Tino the elephant. Photo: Sing Pao.

Tino called Hong Kong his home from 1952, and visitors could feed him through his trunk. He was unfortunately diagnosed with acute pneumonia and was buried in the Tseung Kwan O landfill in 1989. Visitors to the Lai Yuen Super Summer 2015 will catch a vintage reconstruction of Tino; while the elephant will only return as a robot, it stands over three metres tall.

Nob hill

Nob Hill, private property that replaced Lai Yuen. Photo: Wikimedia Commons.

The Lai Yuen zoo closed down in 1993 following the government’s decision to use the land for redevelopment. Over 100 of the remaining animals were transported to the Shenzhen Safari Zoo. Its original place has now been replaced by private property Nob Hill.

Four years later, the amusement park opened its doors for the last time on March 31, 1997 and attained a record number of 20,000 entries in a single day.

Lai yuen

The park gaining record breaking attendance during their final days. Photo: Apple Daily.

While immensely popular during its time, Lai Yuen’s demise ultimately came down to competition. With the Kai Tak Amusement Park opening in 1965 and the obvious direct competitor – Ocean Park – entering the business in 1977, Lai Yuen failed to live up to the craze of the 1960s.

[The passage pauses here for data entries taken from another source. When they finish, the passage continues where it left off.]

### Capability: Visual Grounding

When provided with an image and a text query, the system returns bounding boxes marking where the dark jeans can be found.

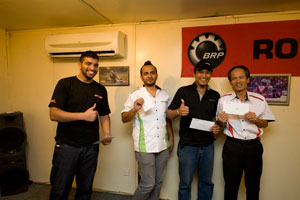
[222,138,263,200]
[49,144,99,200]
[177,144,214,200]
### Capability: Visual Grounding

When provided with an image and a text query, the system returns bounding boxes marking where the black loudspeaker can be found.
[0,112,29,196]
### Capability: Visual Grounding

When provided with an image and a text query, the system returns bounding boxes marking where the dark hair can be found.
[194,60,213,74]
[140,60,157,76]
[79,51,99,63]
[227,65,250,81]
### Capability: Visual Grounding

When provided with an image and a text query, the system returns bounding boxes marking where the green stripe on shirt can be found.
[137,113,147,153]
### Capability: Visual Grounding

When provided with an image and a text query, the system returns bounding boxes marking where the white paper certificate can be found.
[190,118,215,131]
[223,101,249,115]
[138,87,154,112]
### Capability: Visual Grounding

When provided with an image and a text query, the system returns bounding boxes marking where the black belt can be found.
[227,136,259,144]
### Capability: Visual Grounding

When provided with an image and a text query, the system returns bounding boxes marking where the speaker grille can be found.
[0,127,26,151]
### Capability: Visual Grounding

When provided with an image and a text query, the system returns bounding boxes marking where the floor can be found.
[0,183,132,200]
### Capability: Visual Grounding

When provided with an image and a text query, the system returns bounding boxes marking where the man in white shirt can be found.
[121,61,174,200]
[217,65,275,200]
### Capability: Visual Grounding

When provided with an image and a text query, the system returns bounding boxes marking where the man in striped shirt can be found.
[217,65,275,200]
[122,61,174,200]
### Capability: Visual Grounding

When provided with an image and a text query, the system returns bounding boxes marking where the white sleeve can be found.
[259,101,275,121]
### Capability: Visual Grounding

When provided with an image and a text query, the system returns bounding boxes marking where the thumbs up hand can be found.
[83,103,97,122]
[178,99,189,116]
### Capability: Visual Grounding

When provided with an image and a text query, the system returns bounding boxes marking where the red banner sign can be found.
[181,20,300,77]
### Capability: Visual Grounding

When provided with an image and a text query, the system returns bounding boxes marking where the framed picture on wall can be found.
[99,66,129,86]
[248,74,291,105]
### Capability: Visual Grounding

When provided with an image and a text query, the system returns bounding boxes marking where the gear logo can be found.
[188,32,226,68]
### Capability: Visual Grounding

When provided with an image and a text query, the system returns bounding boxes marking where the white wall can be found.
[5,12,300,200]
[0,29,10,113]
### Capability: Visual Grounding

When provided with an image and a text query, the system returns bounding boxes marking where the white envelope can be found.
[190,118,215,131]
[223,101,249,115]
[138,87,154,112]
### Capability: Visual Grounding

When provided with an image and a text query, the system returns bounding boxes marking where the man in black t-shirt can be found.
[167,61,220,200]
[49,51,111,200]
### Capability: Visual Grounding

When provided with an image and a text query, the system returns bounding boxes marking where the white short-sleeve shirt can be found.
[217,91,275,140]
[122,88,171,153]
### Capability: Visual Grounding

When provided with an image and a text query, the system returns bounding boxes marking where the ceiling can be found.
[0,0,300,31]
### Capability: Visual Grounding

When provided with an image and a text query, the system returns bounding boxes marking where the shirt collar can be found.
[192,82,210,90]
[231,91,250,101]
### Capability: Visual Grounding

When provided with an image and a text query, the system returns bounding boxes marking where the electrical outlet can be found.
[123,168,130,176]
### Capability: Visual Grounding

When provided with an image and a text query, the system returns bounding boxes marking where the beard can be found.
[80,69,97,80]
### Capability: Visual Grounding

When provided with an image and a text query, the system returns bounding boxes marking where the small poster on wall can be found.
[99,66,129,86]
[248,74,291,105]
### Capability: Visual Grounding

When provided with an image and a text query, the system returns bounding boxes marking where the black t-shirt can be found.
[49,76,110,146]
[169,83,220,146]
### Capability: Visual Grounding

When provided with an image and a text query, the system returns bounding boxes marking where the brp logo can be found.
[188,33,226,68]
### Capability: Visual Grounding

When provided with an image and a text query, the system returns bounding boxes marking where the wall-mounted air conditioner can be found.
[45,31,125,58]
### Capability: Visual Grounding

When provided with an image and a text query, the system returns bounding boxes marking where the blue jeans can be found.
[49,144,99,200]
[177,144,214,200]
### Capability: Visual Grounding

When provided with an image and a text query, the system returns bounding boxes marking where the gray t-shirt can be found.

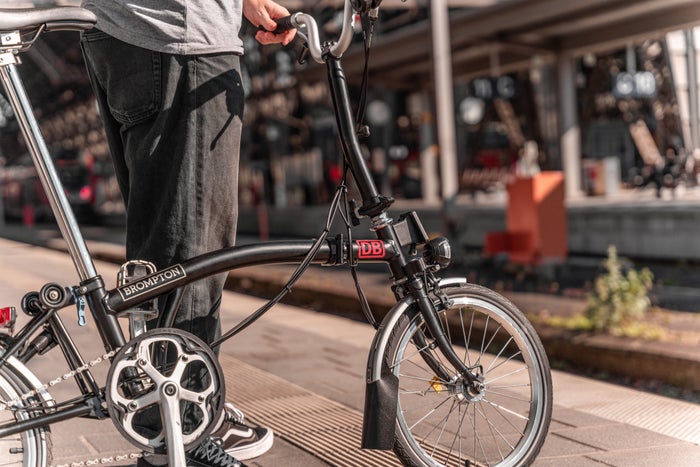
[82,0,243,55]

Duncan Chiu. Photo. Apple Daily.

Duncan Chiu. Photo. Apple Daily.

Deacon Chiu Te-ken, the late tycoon and owner of Lai Yuen, had always expressed his desire to reconstruct Lai Yuen since its closure. The baton is now passed to his youngest son, Duncan Chiu, who decided to grant his father’s wish by recreating the amusement park.

Lai Yuen Supper Summer 2015 will run until early September at the Central Harbourfront. Entry is free; tokens cost HK$10 for each game.